The fact that New York becomes a ghost town in August tells me that I’m not the only one who never got over the concept of summer vacation. For the majority of our young lives, school schedules dictate that rising temperatures mean the inverse for our responsibilities. This continues into adulthood for those lucky enough to have “summer Fridays” or bosses who abandon the office and allow their employees to do the same. Regardless of whether you have a job that slows in the summer, or picks up — like my restaurant job — our instincts push us toward relaxation. However, the reality is that as grown-ups, we can’t just take off summers like we did when we were kids. We have bills to pay, houses to clean and groceries to buy, among many, many other things.
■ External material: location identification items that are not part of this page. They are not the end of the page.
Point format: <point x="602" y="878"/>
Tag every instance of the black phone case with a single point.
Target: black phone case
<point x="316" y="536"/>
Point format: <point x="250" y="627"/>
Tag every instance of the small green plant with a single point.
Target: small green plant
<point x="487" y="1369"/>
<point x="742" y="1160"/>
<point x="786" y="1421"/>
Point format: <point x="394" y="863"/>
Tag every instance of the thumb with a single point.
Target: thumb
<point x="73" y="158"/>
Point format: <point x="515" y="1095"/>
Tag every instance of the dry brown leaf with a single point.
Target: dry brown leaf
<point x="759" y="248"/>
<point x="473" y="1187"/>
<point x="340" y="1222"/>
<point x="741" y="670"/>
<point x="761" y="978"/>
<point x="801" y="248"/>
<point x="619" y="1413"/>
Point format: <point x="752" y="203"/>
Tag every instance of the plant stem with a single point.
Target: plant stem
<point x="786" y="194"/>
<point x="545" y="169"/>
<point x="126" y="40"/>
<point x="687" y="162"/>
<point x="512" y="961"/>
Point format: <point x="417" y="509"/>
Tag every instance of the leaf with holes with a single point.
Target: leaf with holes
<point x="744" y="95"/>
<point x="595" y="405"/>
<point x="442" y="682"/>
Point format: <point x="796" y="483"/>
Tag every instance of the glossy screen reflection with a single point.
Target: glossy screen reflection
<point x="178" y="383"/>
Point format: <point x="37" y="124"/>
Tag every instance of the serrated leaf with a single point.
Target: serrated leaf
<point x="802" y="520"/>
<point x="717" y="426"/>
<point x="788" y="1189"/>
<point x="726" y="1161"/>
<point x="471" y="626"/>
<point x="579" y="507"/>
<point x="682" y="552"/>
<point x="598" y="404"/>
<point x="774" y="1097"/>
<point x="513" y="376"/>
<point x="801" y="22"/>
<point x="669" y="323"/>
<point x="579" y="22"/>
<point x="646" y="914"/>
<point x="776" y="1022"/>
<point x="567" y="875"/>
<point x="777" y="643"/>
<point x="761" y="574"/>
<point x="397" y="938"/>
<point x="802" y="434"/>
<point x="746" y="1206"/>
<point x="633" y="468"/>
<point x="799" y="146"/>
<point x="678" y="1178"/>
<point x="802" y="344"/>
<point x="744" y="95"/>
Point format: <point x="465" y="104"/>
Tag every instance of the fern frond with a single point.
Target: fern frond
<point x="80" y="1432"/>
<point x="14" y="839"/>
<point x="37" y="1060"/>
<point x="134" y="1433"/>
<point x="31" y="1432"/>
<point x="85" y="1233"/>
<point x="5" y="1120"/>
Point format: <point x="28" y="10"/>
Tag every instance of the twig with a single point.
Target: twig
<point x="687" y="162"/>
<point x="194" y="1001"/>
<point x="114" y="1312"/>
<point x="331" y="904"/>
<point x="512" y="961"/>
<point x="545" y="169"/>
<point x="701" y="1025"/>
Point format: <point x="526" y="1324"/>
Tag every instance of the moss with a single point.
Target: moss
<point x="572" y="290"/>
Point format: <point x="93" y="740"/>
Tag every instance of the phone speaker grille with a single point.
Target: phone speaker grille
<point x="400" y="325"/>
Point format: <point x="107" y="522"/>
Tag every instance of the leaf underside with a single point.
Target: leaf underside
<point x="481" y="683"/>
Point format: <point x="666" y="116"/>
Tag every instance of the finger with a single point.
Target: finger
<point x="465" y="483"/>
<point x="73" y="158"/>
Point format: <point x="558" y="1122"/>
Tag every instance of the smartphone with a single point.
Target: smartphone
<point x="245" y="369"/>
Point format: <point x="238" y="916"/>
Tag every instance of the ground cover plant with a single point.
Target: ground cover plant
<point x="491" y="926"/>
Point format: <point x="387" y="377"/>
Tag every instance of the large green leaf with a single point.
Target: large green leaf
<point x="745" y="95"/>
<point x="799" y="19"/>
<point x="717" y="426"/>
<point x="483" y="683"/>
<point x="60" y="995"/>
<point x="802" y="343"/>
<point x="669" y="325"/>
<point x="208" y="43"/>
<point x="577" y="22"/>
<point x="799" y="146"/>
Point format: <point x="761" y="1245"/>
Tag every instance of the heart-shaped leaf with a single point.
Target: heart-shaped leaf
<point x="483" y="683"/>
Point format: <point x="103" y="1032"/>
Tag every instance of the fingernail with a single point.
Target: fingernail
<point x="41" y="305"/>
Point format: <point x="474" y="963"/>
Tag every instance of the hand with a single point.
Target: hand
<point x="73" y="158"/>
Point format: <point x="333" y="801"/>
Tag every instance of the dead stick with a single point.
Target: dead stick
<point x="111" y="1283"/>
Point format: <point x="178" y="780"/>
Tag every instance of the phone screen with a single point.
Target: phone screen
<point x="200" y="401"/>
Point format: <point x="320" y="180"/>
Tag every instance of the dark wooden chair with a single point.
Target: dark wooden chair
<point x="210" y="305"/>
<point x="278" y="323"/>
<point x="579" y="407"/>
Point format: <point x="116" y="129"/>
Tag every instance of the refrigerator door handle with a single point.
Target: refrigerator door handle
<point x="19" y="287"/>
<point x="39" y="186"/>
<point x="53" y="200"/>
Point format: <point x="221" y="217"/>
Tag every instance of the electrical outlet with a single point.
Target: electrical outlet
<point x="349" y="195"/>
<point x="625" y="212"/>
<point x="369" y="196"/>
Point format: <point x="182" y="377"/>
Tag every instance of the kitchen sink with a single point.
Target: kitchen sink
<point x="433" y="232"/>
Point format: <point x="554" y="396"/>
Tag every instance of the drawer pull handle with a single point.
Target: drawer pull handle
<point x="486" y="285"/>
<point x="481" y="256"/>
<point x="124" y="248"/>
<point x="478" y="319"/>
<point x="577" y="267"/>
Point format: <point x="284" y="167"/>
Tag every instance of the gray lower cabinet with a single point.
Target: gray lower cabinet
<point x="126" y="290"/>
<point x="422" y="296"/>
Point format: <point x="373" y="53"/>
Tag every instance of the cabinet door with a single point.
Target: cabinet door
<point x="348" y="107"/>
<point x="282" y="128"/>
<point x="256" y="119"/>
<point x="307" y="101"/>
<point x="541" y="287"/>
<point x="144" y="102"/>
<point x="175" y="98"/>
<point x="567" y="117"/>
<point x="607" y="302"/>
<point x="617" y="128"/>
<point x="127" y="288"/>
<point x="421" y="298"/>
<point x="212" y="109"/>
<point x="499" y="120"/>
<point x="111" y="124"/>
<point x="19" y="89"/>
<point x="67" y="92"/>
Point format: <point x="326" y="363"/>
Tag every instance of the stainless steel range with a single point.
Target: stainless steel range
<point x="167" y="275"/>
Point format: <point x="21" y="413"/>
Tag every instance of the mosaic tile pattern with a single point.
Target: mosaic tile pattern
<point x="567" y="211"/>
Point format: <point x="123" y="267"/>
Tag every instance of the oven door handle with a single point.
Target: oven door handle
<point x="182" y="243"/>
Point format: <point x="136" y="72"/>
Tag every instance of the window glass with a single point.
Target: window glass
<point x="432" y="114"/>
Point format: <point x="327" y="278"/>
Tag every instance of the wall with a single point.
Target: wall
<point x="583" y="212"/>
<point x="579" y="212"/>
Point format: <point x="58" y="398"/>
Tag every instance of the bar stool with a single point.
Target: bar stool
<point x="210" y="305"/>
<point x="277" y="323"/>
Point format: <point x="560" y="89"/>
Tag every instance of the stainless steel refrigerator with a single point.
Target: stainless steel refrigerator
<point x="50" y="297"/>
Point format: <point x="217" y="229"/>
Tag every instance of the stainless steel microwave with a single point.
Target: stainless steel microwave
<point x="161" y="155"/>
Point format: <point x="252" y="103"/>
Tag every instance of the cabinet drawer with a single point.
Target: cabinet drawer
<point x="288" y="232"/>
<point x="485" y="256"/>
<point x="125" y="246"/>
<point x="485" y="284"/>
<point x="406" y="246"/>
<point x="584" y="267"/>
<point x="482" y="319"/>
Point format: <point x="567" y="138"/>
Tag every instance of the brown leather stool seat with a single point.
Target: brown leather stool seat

Since most of us aren’t rich enough to pay people to do these things for us — and if you are, you’re probably in the Hamptons or some other fabulous location — we end up spending our summers like any other season.
Every year, I vow to enjoy my summer more and end up failing. The problem, however, lies in my expectations. Living in a city means we want everything to be bigger, faster, better and when the mundane realities of our daily lives get in the way, we get frustrated. The thing is, most of us don’t have time to catch every outdoor movie, concert, and street fair, or make weekly trips to the beach. We can try to pack in as much as we can and force ourselves to have fun, but that usually results in lack of sleep, money and actual enjoyment. Instead, we need to make the most of what we get and relish it while we can. Running yourself ragged for three months is not going to make you happy, but sharing the occasional bottle of rose with friends on a patio might.
Cole and I recently made a trek to Brooklyn Crab in Red Hook. We sat on a roof deck, ate some delicious seafood and ended the meal with a round in their backyard mini golf course (which I won, by the way). Then we took a walk by the water, bought groceries at Fairway and headed home. It wasn’t a big fancy trip and it’s not something that we have the time or money to repeat every week. Yet it was a day — like a handful of others I’ve had this summer — that I’ll look back on and smile. Sure, the days I’ve spent at work and in my apartment writing or cleaning far outnumber the days spent enjoying the summer weather. Odds are, some version of that is going to be the reality for most of us for many years to come. We can let it get us down or accept it and open up more time to enjoy the moments we do get. If you don’t make as many beach trips as you’d like, hey, there’s always next year.